Radar detectors are designed to warn drivers of upcoming speed traps. Before you can understand how a radar detector works you need to know the basic theory behind how the radar guns used by the police work.
The radar gun uses a radio transmitter to transmit a signal, and a receiver to listen for the echoes returned as the signal bounces off objects in its path. Depending on the unit, the signal might be in the X-Band (10.5 to 10.55 GHz), Ku-Band (13.45 GHz), K-Band (24.05 to 24.25 GHz), Ka Wide-Band (34.2 to 35.2 GHz), or Ka Super Wide-Band (33.4 to 36.0 GHz) frequencies. The X-Band was used in the original radar guns, and the Ku-Band was mostly used in Europe. Today most speed guns in use will be working in the K-Band.

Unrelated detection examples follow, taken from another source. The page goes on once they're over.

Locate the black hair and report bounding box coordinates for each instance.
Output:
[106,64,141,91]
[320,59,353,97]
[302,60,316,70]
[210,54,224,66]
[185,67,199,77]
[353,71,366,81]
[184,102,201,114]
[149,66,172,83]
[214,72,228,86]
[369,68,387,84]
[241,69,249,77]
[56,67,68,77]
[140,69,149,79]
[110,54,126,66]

No matter the frequency, the signal will travel at the speed of light, making it easy to determine the distance from the gun to your car. To determine the speed of your vehicle the speed gun measures the doppler shift of the return signal. Much like how the siren on an ambulance or police car sounds like it changes pitch as the car travels past you, the reflected signal will have a different ‘pitch’ based on the speed of the car being measured. As the signal is reflected back to the radar gun the car gets closer and closer, raising the signal’s frequency. This change in frequency can then be converted into a speed. If the radar gun is connected to the vehicle’s speedometer it can even be used to provide accurate measurements when the police vehicle is on the move.